Auto löst das in fast allen Fällen: Phoneari liest die Datei zuerst als UTF-8 und prüft, ob dabei ungültige Zeichen entstehen. Wenn ja, liest es sie erneut als Latin-1. Nur wenn eine Datei beides mischt — was vorkommt, wenn jemand einen Latin-1-Export in einem UTF-8-Editor nachbearbeitet hat — hilft Ihnen nur, das Encoding von Hand zu setzen oder die Datei sauber neu zu speichern.

Der umgekehrte Fall begegnet Ihnen bei der Ausgabe: Die CTI-Datei, die Phoneari selbst ausliefert, ist bewusst nicht UTF-8 — siehe Telefonbuch-URL fürs Tischtelefon.

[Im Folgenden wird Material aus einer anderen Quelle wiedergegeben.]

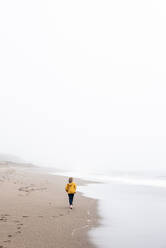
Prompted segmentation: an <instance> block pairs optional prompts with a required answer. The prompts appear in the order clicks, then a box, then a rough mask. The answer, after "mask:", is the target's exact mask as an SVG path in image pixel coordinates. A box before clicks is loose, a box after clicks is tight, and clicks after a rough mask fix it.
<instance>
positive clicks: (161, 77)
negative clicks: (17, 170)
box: [0, 0, 166, 172]
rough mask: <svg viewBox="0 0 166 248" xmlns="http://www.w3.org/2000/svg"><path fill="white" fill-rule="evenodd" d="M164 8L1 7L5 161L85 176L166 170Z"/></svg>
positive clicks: (128, 5)
mask: <svg viewBox="0 0 166 248" xmlns="http://www.w3.org/2000/svg"><path fill="white" fill-rule="evenodd" d="M9 6H10V7H9ZM165 9H166V5H165V2H164V1H157V0H153V1H150V0H146V1H139V2H131V1H127V2H124V1H121V0H119V1H107V0H106V1H104V2H103V1H102V2H101V1H98V2H96V1H93V0H92V1H84V2H76V1H72V2H69V1H66V0H63V1H60V2H59V1H52V0H49V1H41V2H39V1H37V0H33V1H32V0H30V1H28V2H20V1H19V0H16V1H12V0H7V1H1V3H0V54H1V56H0V67H1V73H0V85H1V91H0V117H1V121H0V153H5V154H13V155H14V156H18V157H20V158H21V159H23V160H25V161H28V162H32V163H35V164H38V165H42V166H47V167H53V168H59V169H70V170H78V171H79V170H80V171H86V170H92V171H98V170H99V171H104V172H105V171H106V170H108V169H111V170H122V171H125V170H126V171H128V170H132V171H133V170H136V171H137V170H149V171H151V170H157V169H158V170H163V169H164V168H165V164H166V157H165V150H166V138H165V137H166V129H165V126H166V118H165V114H164V113H165V109H166V98H165V95H166V84H165V79H166V76H165V68H166V64H165V57H166V48H165V44H166V35H165V32H163V30H164V29H165V22H166V17H165ZM85 17H86V18H85ZM140 17H141V18H140Z"/></svg>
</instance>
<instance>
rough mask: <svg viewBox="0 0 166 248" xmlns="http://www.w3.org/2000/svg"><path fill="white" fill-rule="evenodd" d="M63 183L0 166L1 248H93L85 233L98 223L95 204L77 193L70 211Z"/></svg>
mask: <svg viewBox="0 0 166 248" xmlns="http://www.w3.org/2000/svg"><path fill="white" fill-rule="evenodd" d="M66 180H67V178H65V177H61V176H55V175H49V174H47V173H44V172H42V171H40V170H39V169H37V170H36V169H33V168H32V167H31V168H28V167H27V168H26V167H25V168H24V167H23V165H22V166H17V165H15V164H10V163H8V164H3V163H1V164H0V248H8V247H9V248H24V247H25V248H47V247H48V248H56V247H57V248H76V247H77V248H79V247H81V248H82V247H86V248H94V245H93V244H92V243H91V241H90V239H89V236H88V230H90V229H91V228H93V227H95V226H96V225H97V223H98V216H97V211H96V209H97V201H96V200H94V199H91V198H86V197H84V196H82V195H81V194H80V193H78V192H77V193H76V195H75V199H74V208H73V209H72V210H70V209H69V206H68V198H67V194H66V192H65V191H64V187H65V184H66ZM76 183H77V184H78V185H79V184H82V183H83V182H81V181H80V180H76Z"/></svg>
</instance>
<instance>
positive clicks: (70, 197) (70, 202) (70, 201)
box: [68, 194, 74, 205]
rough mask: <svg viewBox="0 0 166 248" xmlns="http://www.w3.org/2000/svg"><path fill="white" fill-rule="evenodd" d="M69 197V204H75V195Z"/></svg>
mask: <svg viewBox="0 0 166 248" xmlns="http://www.w3.org/2000/svg"><path fill="white" fill-rule="evenodd" d="M68 197H69V204H70V205H72V204H73V198H74V194H68Z"/></svg>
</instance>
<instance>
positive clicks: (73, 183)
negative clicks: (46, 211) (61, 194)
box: [65, 177, 77, 209]
mask: <svg viewBox="0 0 166 248" xmlns="http://www.w3.org/2000/svg"><path fill="white" fill-rule="evenodd" d="M76 188H77V185H76V183H74V182H73V178H72V177H69V183H67V184H66V187H65V190H66V192H67V193H68V197H69V205H70V209H72V208H73V199H74V194H75V193H76Z"/></svg>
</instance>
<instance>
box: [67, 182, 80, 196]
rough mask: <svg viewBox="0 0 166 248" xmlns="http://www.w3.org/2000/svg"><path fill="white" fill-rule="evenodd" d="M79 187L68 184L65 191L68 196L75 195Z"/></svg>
mask: <svg viewBox="0 0 166 248" xmlns="http://www.w3.org/2000/svg"><path fill="white" fill-rule="evenodd" d="M76 188H77V185H76V183H74V182H72V183H68V184H66V187H65V190H66V192H67V193H68V194H74V193H75V192H76Z"/></svg>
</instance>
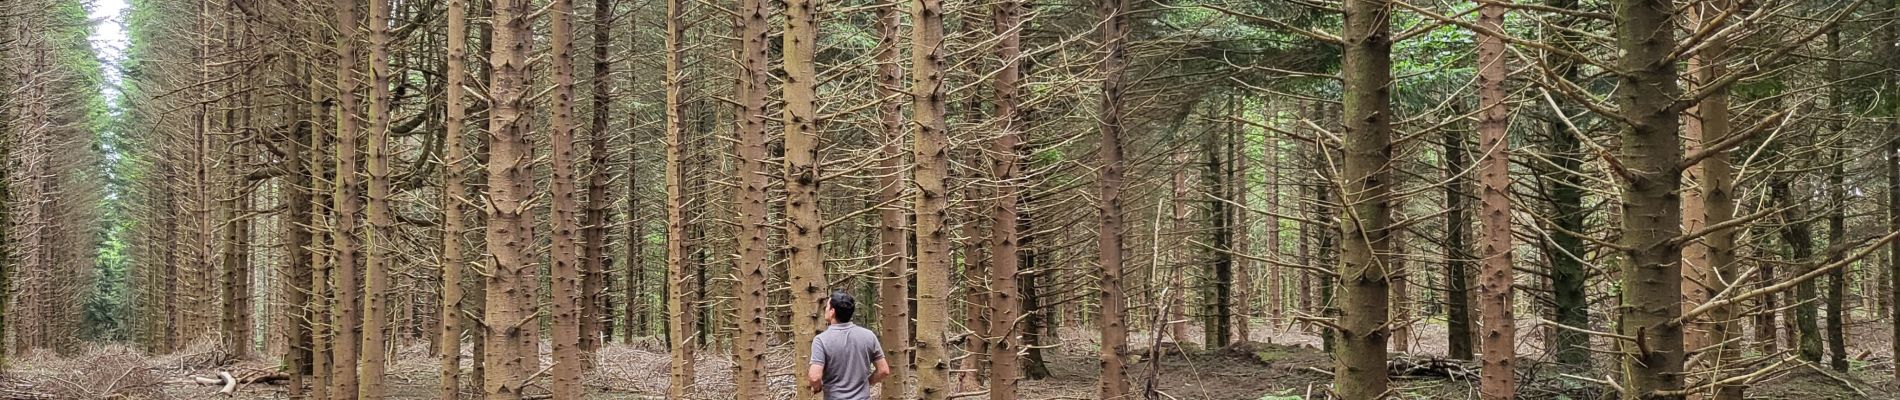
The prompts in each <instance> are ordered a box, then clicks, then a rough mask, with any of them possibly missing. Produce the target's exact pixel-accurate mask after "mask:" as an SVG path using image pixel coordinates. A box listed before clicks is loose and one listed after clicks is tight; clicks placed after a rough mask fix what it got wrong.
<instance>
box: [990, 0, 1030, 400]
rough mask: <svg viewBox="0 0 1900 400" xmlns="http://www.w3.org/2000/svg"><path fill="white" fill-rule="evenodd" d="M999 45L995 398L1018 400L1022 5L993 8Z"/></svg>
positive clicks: (996, 185) (1019, 3)
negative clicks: (1019, 251)
mask: <svg viewBox="0 0 1900 400" xmlns="http://www.w3.org/2000/svg"><path fill="white" fill-rule="evenodd" d="M990 21H992V23H994V27H996V34H997V36H999V38H997V45H996V59H997V61H999V63H1001V66H999V68H997V74H996V76H994V83H996V99H992V100H994V104H996V116H992V118H994V119H996V125H997V131H1001V133H999V135H997V138H996V140H994V142H990V157H992V161H990V174H992V176H990V178H996V182H997V184H996V195H994V199H992V203H990V235H988V237H990V318H988V320H990V326H988V328H990V334H986V336H984V337H988V339H990V345H988V349H990V400H1015V398H1016V379H1020V377H1022V360H1020V358H1018V355H1016V353H1018V351H1020V349H1022V341H1020V339H1016V337H1018V336H1016V334H1018V332H1016V317H1020V315H1022V309H1020V307H1022V300H1020V298H1018V296H1020V294H1018V292H1016V271H1018V262H1020V260H1018V254H1016V252H1018V250H1020V245H1022V243H1018V233H1016V218H1018V216H1016V207H1018V199H1020V195H1018V188H1022V184H1020V182H1022V176H1018V174H1020V171H1022V125H1020V119H1022V116H1020V110H1018V102H1020V99H1018V93H1020V85H1022V63H1020V61H1018V59H1020V57H1022V2H1020V0H1001V2H997V4H994V6H992V19H990Z"/></svg>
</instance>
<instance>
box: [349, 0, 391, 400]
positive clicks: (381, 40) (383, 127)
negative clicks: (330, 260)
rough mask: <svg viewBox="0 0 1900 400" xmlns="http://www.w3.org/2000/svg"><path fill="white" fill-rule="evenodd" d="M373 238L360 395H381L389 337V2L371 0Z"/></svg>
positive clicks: (369, 53)
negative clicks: (386, 338) (388, 338)
mask: <svg viewBox="0 0 1900 400" xmlns="http://www.w3.org/2000/svg"><path fill="white" fill-rule="evenodd" d="M369 32H371V51H369V76H371V87H369V89H371V97H369V125H371V127H369V135H371V140H369V212H367V214H369V241H365V243H363V245H365V248H363V250H365V254H369V258H367V260H365V265H363V267H365V271H363V277H365V282H363V286H365V288H363V347H361V349H359V351H361V360H359V362H361V364H357V381H361V387H359V396H363V398H382V396H384V392H386V389H384V375H386V373H384V368H386V366H388V364H386V355H388V353H386V347H388V345H390V343H388V339H386V337H388V336H390V248H393V246H395V241H393V239H395V237H391V235H393V233H395V220H393V218H390V155H388V154H390V100H393V99H391V97H390V2H388V0H369Z"/></svg>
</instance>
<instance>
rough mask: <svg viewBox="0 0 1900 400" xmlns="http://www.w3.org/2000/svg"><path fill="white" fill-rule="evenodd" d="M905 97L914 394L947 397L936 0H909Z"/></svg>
mask: <svg viewBox="0 0 1900 400" xmlns="http://www.w3.org/2000/svg"><path fill="white" fill-rule="evenodd" d="M910 21H912V30H910V45H912V47H910V63H912V66H910V70H912V72H910V74H912V78H910V99H912V118H916V136H914V138H912V157H916V171H914V174H916V178H914V182H916V188H918V197H916V210H914V212H916V227H914V229H916V235H918V239H916V241H918V332H916V334H918V339H916V343H918V349H916V351H918V353H916V366H918V394H920V398H923V400H944V398H948V396H950V391H952V387H950V356H948V349H944V345H946V336H948V334H950V326H948V320H950V300H948V296H950V237H948V235H950V229H946V227H944V220H946V214H948V191H946V188H944V176H946V174H948V173H950V163H948V154H946V152H948V146H950V136H948V133H946V127H948V125H946V123H944V87H942V85H944V76H942V72H944V66H942V42H944V21H942V2H940V0H912V2H910Z"/></svg>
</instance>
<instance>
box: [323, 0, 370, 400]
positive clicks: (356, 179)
mask: <svg viewBox="0 0 1900 400" xmlns="http://www.w3.org/2000/svg"><path fill="white" fill-rule="evenodd" d="M357 4H359V2H357V0H336V27H338V32H340V34H338V36H336V55H338V57H336V106H338V110H336V112H338V114H336V116H338V118H336V125H338V127H336V186H334V190H336V191H334V193H331V201H334V203H336V205H334V209H333V210H334V218H336V226H333V227H331V235H333V239H331V243H333V245H331V248H333V250H334V254H336V256H334V258H336V267H333V269H331V275H333V279H334V292H333V294H334V298H333V300H331V305H333V307H334V311H331V322H334V324H336V326H334V336H333V341H331V345H333V349H331V351H333V356H331V370H333V372H331V379H333V381H331V398H355V396H357V373H355V368H357V345H361V341H359V336H357V334H359V332H361V326H357V324H361V322H363V318H361V315H359V311H361V307H363V303H359V301H357V298H359V292H361V288H357V271H359V264H357V237H355V226H357V216H355V214H357V209H359V205H361V199H359V190H357V174H355V171H357V138H359V136H361V135H363V129H361V127H359V125H357V112H359V110H357V100H359V99H357V91H359V89H361V82H359V80H357V78H355V70H353V68H355V64H357V28H355V27H357V23H359V21H357V13H355V11H357Z"/></svg>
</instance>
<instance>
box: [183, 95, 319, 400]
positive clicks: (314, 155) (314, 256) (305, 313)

  • Der Import per URL bricht ab. Die Adresse muss von außen erreichbar sein. Adressen im internen Netz, Benutzername und Passwort in der URL sowie Dateien über 10 MB werden abgewiesen. Prüfen Sie die URL zuerst im Browser.
  • Alle Kontakte sind doppelt. Dann unterscheiden sich die Nummern geringfügig — etwa 030… in der einen und +4930… in der anderen Datei. Quelle vereinheitlichen und mit Ersetzen neu importieren.
  • Nach „Ersetzen“ fehlen Kontakte. Genau das ist die Wirkung des Modus. Sie sind aus den Clients verschwunden und lassen sich nur durch einen erneuten Import mit vollständiger Quelle zurückholen.
  • Die Kontakte stehen im Portal, aber nicht im Client. Dann ist es keine Import-, sondern eine Zugriffsfrage: Wer sieht welches Telefonbuch und Verzeichnis fehlt oder ist leer.